I had booked the sky light room and was looking forward to lying in bed all night long looking through the ceiling, but the room exceeded my expectations. The sky ceiling room was roofed with palm trunks except for a rectangular opening revealing the starry sky. It was a full moon and the silvery moonlight shyly beamed into the room. I tried to keep my eyes open as long as I could but eventually my eyelids grew too heavy and I finally gave in to sleep.
The bathroom was another sketch painted by nature; ivory colour natural stone walls, a tub with brass faucets and a skylight brining in the green of palm trees softly caressing the ceiling. "I wanted guests to feel they are always connected to nature while doing any activity," the owner Magdy Riad told me over breakfast. A single room on Bed/Breakfast basis costs LE250, while double rooms are LE390 per night ( www.ghaliet.net ).
Safari day is always action-packed. The notion of spending the whole day rolling up and down sand dunes was enticing enough to wake me up in the wee hours. However, to enjoy the ride you must make sure your vehicle is in order, namely that the seats don't come apart, it doesn't break down after a few cruises in the desert, and that the driver actually listens when you tell him slow down. Otherwise, the hues of the towering dunes are most impressive throughout the day.

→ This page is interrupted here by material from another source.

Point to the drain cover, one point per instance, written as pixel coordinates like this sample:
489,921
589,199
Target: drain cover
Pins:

We started by going to Lake Shiata which is a natural protectorate 35km from the Libyan border. You can swim but the water is usually cold at this time of the year, but can most definitely repose and have lunch -- which you packed before you left. Sand boarding is a very popular activity in this area, so if interested make sure to tell your safari organiser to bring sand boards along.

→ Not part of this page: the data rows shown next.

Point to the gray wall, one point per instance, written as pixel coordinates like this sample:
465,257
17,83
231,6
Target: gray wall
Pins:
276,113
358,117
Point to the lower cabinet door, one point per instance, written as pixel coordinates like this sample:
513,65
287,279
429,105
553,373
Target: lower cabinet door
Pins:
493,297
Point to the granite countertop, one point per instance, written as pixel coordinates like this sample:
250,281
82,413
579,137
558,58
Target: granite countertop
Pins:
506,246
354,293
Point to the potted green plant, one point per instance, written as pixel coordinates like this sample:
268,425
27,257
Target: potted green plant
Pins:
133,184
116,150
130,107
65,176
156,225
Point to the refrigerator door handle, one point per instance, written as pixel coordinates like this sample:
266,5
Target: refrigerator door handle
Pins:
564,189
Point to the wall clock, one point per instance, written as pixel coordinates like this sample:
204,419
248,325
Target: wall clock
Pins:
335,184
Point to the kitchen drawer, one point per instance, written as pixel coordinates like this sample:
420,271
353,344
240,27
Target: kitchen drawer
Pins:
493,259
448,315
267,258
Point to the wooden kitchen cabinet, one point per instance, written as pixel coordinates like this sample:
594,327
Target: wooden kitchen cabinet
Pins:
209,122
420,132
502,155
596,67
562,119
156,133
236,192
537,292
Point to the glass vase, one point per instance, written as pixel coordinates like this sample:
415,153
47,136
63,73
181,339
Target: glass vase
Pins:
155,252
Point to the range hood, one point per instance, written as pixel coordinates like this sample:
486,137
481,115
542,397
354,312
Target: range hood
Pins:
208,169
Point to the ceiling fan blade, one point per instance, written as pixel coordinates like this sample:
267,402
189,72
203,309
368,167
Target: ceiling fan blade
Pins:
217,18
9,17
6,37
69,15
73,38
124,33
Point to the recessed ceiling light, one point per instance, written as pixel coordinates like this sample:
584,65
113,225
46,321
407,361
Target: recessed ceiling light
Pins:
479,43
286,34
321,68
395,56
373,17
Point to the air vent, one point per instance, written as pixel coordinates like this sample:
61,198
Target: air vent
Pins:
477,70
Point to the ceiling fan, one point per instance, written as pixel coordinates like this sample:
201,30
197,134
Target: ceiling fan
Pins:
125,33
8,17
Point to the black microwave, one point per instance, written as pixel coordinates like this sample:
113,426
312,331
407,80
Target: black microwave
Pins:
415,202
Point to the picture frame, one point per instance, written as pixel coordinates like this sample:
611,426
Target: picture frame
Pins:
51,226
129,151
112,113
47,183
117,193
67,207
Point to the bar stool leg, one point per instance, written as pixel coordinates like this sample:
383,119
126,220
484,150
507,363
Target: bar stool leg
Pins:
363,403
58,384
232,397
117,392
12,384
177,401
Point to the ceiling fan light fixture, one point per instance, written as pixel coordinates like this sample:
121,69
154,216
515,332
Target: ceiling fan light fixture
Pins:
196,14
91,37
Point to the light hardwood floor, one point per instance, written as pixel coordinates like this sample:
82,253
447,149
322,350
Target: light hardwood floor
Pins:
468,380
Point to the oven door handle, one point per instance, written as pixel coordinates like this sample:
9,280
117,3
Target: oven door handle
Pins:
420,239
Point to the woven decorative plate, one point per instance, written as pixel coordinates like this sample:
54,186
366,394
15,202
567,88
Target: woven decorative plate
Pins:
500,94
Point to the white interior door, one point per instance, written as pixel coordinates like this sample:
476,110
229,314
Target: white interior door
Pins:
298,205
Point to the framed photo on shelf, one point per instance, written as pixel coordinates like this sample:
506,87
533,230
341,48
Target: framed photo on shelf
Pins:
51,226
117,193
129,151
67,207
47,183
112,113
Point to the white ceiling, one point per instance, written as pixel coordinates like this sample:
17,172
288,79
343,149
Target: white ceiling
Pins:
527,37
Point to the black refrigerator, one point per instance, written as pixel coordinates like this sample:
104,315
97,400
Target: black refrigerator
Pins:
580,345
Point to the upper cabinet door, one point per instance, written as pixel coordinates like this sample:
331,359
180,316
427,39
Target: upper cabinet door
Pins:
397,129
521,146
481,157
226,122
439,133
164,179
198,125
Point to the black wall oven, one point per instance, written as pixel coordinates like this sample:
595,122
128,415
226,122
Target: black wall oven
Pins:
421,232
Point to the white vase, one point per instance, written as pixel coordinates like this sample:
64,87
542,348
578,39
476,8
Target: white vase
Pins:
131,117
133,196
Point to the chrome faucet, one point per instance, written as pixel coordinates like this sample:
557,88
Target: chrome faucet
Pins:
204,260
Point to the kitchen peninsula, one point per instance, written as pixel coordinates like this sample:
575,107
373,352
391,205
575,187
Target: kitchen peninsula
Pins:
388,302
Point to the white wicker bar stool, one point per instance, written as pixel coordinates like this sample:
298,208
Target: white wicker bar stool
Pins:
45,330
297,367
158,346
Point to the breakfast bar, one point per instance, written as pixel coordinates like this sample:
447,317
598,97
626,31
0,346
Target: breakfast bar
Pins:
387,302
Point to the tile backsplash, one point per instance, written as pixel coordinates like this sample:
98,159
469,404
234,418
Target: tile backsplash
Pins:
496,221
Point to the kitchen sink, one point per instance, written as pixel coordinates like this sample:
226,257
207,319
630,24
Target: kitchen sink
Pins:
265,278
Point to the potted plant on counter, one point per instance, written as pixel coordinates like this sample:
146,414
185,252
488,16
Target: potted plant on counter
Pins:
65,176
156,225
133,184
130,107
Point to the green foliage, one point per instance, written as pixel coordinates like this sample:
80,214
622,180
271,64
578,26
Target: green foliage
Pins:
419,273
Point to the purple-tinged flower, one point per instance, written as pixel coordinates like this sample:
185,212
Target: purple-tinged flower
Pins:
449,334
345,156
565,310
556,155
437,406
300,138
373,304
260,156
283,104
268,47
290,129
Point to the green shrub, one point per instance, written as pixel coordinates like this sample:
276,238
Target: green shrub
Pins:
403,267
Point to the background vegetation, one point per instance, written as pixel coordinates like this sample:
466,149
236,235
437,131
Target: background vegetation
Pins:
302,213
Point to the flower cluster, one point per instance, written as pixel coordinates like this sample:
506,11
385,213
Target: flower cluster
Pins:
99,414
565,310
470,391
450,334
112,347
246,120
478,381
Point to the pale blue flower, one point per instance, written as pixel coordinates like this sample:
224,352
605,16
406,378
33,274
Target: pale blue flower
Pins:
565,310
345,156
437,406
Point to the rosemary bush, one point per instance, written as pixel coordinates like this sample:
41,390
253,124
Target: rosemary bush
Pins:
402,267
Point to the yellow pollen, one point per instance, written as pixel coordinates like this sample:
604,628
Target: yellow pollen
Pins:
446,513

After a long day in the desert, it's always advised to visit Bir Wahed (Well One) which is a hot spring of mineral water. Since it's very popular among tourists there will be many outdoor campers immersing themselves in steamy water. The spring is not too big, about four metres in diameter, so groups alternate turns and dive in. There is another small lake of cold water in the vicinity where usually people go to cool off after the hot spring. These two spots are usually visited together and consecutively, or you can ask your guide to skip them altogether.
Sand burial is another therapeutic practice that is special to Siwa but this treatment is effective only in the sweltering heat, so it begins in mid- June.

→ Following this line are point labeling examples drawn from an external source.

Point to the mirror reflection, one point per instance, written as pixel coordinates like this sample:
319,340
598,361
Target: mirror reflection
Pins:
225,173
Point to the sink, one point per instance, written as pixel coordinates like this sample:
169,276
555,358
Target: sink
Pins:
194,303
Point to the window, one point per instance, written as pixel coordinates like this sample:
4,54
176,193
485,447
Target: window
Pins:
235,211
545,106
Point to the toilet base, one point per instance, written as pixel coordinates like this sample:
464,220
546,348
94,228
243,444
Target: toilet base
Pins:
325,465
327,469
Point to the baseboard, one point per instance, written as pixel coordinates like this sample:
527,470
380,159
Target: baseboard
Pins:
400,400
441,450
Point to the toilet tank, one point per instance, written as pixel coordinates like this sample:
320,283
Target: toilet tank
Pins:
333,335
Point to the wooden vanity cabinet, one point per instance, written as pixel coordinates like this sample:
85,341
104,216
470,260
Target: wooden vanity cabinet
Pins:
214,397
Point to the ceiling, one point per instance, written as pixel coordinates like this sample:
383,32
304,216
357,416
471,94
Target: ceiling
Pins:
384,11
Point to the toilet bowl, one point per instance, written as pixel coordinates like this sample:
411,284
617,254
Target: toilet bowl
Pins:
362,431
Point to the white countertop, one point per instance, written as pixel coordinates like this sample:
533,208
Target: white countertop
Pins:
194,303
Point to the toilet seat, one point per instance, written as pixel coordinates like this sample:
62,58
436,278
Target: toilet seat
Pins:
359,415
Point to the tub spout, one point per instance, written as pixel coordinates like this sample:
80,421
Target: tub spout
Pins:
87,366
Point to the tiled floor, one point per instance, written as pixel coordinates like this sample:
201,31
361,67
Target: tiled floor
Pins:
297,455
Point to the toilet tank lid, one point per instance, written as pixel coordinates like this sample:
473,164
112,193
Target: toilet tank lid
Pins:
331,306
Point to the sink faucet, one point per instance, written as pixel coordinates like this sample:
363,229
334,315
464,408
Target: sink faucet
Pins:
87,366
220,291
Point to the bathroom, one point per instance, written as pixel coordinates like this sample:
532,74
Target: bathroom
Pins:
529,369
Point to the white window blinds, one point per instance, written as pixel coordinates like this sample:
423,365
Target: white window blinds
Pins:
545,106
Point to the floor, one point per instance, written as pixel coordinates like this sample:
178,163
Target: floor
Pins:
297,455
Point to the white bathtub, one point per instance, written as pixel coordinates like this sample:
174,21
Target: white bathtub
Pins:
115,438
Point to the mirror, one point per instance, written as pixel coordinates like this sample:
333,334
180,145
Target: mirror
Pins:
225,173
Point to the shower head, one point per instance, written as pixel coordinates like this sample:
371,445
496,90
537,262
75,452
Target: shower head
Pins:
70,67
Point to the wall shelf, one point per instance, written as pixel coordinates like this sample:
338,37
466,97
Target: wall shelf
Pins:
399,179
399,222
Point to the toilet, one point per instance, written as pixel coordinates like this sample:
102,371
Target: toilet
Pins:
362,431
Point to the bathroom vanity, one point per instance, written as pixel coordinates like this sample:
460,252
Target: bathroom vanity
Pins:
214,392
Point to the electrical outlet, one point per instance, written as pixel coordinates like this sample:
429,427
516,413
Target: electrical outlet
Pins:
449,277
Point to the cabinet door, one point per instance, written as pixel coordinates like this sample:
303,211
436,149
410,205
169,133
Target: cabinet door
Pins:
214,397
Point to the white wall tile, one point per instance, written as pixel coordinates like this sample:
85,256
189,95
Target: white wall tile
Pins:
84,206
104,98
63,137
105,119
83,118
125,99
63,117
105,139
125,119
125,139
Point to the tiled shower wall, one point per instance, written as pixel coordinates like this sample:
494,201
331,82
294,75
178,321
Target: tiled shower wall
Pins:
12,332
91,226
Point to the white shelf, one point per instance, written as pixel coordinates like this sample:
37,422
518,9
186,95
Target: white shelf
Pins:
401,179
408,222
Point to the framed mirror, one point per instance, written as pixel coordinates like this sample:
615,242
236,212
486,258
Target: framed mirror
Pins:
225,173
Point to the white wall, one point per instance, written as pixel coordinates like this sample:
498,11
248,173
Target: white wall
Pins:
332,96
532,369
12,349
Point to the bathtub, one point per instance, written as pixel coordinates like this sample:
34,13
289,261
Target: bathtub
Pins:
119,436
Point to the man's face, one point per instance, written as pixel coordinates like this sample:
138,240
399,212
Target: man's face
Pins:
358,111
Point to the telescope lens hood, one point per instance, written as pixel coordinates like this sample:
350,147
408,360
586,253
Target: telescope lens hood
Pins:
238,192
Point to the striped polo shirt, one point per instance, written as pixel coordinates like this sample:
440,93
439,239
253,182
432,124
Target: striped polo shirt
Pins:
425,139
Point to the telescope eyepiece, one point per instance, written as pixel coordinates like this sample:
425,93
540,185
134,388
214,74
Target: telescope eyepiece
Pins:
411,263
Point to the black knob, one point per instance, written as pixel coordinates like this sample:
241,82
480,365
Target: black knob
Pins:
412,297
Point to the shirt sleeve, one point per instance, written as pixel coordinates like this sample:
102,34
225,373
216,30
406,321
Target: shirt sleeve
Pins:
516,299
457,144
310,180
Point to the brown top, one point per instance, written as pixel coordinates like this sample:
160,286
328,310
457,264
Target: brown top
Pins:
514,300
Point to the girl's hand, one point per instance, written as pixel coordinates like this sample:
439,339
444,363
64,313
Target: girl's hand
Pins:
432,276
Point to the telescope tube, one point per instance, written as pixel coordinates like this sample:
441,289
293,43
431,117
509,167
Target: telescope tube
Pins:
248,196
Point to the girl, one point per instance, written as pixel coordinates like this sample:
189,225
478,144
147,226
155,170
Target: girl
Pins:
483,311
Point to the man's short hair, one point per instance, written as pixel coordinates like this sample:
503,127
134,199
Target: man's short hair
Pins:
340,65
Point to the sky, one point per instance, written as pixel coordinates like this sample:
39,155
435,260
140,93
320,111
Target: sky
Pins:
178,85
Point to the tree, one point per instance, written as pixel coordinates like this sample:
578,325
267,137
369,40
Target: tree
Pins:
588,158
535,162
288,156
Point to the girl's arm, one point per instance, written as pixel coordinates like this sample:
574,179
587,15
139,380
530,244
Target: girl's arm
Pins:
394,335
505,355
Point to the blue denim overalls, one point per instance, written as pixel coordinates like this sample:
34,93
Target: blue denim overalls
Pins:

At night, you can go downtown and eat at a restaurant outside of your hotel. One of the most famous is called Abdo and offers an array of traditional dishes at moderate prices. There is also Konoz Hotel which offers a more gourmet experience and is a five-minute walk from Shali. After dinner enjoy local drinks at Al-Waha Café amid a romantic setting of a bonfire that people sit close to sipping drinks and enjoying its warmth as they snuggle with their significant other.
This day can be dedicated to more sightseeing. Even if you would rather skip history and archaeology, don't miss going to The Coronation Hall of Alexander the Great at the Oracle temple. The temple was originally a temple for Amun-Re, its columns and walls reveal many aspects of the period's architecture . Make sure you are accompanied by a local tour guide so they can tell you about the history; it makes the sites much more interesting.
The Traditional Siwan House Museum is also an interesting site where you are introduced to traditional Siwan way of life with displays of preserved handicrafts, tools, clothes and living.